Двое дюжих солдат сверхсрочников — каждый из сельской местности, привычный к виду крови, к забою скота, потерявший друзей, специально отобранные психологами ФСБ — приняли связанного чеченца у маленькой, состоявшей всего из двух человек группы Теплова, потащили его вниз. Теплов и Гурдаев — прошли в одну из скверно оборудованных, неотапливаемых каморок на первом этаже — попить чаю и немного отогреться…
Чай был знатным. Черным как деготь…
— Бессмысленно все это… — сказал Теплов, грея о кружку руки.
— Расколем… — сказал Гурдаев — и не таких раскалывали…
— Да я не об этом…
— А о чем?
— Да все… вот это.
Теплов помолчал, потом заговорил, как выплевывая слова.
— Ты прости меня… ваша[131]… может, я не дело говорю, только не справиться нам с этим. Берем… одного, другого… А толку? Это не бандиты воюют, это весь народ воюет…

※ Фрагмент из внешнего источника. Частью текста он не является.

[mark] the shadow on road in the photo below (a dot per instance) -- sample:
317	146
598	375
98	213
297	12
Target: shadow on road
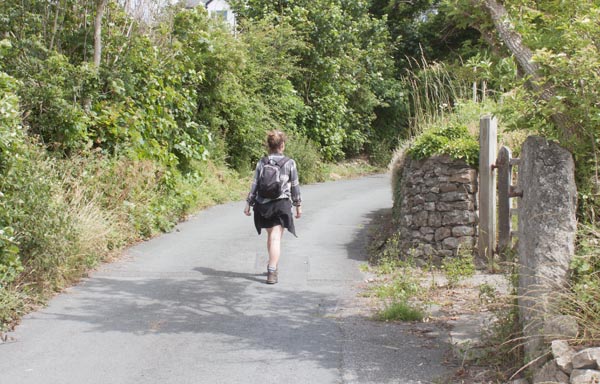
357	249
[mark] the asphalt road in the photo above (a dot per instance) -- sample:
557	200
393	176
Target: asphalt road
192	307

— Ты не прав — отрезал Гурдаев.
— Да?
— Да. Я — чеченец. Почему я на твоей стороне, русский?
— Ты не чеченец — задумчиво сказал Теплов.
— Ха. А кто же?
— Ты — советский.
— Советский… — Гурдаев отхлебнул из своей кружки чуть ли не в поллитра объемом — и в этом ты не прав. Мы все — советские… ты, я. Вот возьми меня. Я мент. Ментом был, ментом и подохну. Мне мой коллега с Москвы — ближе и дороже любого соседа, потому что он такой же, как я. Думает как я. Делает как я. И дерет его начальство — как меня. Мы все — люди. А они — нет. Ублюдки, из горных сел, из зон, всякая шваль. Вот им до нации — дела нет, как до Аллаха, им палец покажи — они на палец молиться будут. Просто… силу почувствовали, озверели гады. А так… пусть мы советские, но мы и чеченцы. А не они. Понял?
Теплов ничего не ответил.
— Расколется, как думаешь?
— Расколется, тащ полковник… — Теплов в этом не был так уверен, но о другом думать не хотелось. Иначе — все зря.